Skip to content

SYSTEM Cited by 1 source

Zalando incident playbooks site

The Zalando incident playbooks site is the internal documentation site that renders Zalando's fleet-wide incident- playbook corpus — 1,200+ playbooks authored by 100+ on-call teams across 850+ applications as of the 2023-01 retrospective. It is a canonical wiki instance of the Markdown + CODEOWNERS playbook-management shape.

Architecture

  • Git repository of Markdown files — one file per playbook.
  • mkdocs renderer produces the documentation site.
  • Directory structure auto-generated from OpsGenie's on-call-team list — every team gets a pre-seeded empty directory to populate.
  • GitHub CODEOWNERS delegates review authority to departmental representatives skilled in operational excellence (not per-team service owners, not a central SRE team).
  • Pull-request template with check-box self-verification nudges new contributors through playbook guidelines. First line is a TODO for a "1-line summary of changes" — small but effective reviewer-context lever.
  • JSON metadata file emitted per build alongside the rendered site, carrying per-playbook fields (application, expiry date, trigger, MTTR, impacts, steps). Consumed by the application-review workflow per patterns/playbook-metadata-integrated-with-app-reviews.
  • Review-authority evolved over time — from 3-person SRE guild (2019) → departmental CODEOWNERS (post-2019, exact date not disclosed).

Playbook schema

Every playbook carries:

Field Purpose
Title Brief description of the mitigation.
Trigger Observable condition justifying execution.
Mean time to recover Wall-clock from config-change to observable impact.
Operational health impact Load / capacity freed; often quantified.
Business impact Customer-visible consequence.
Steps Actual sequence to execute.
Application (metadata) Which application(s) the playbook covers.
Expiry date (metadata) When the playbook must be re-reviewed.
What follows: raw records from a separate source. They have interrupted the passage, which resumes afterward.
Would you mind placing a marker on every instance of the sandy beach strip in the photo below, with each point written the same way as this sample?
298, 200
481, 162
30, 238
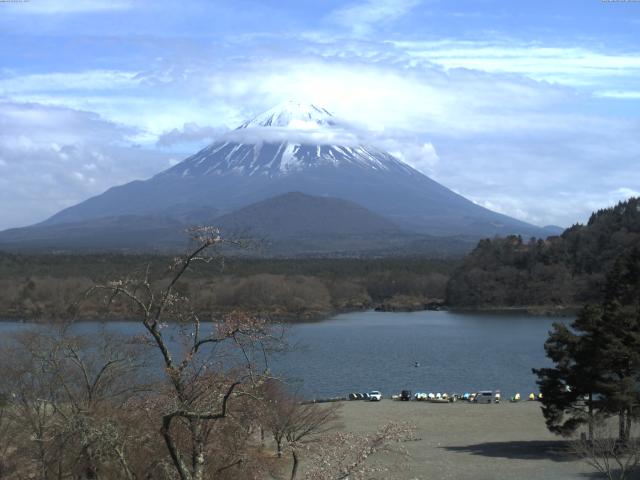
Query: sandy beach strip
462, 440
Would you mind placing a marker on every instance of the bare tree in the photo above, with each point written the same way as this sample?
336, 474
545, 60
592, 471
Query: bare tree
211, 364
294, 423
607, 454
62, 390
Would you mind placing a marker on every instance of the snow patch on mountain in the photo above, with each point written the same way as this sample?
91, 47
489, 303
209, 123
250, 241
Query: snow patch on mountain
293, 115
289, 138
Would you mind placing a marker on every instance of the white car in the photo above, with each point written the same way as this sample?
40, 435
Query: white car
375, 396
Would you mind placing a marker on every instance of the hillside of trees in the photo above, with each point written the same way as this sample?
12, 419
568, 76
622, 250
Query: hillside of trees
561, 271
42, 287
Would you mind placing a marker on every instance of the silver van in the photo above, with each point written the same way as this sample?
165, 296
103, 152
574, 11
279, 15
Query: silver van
485, 396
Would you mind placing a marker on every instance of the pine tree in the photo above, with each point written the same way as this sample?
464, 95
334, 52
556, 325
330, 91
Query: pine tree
597, 359
569, 390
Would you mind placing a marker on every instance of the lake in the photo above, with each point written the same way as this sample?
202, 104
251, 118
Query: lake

Schema enforced by convention + CI lint + PR template check-boxes.

Scale (as of 2023-01)

Metric Value
Playbooks 1,200+
Applications covered 850+
On-call teams 100+
Playbooks per application (avg) 1.41
Playbooks per team (avg) ~12
Distribution Most apps have few; long tail has one or two.

Growth pattern: Q3 spikes every year, tracking Cyber-Week preparations — canonical instance of annual peak event as capability forcing function.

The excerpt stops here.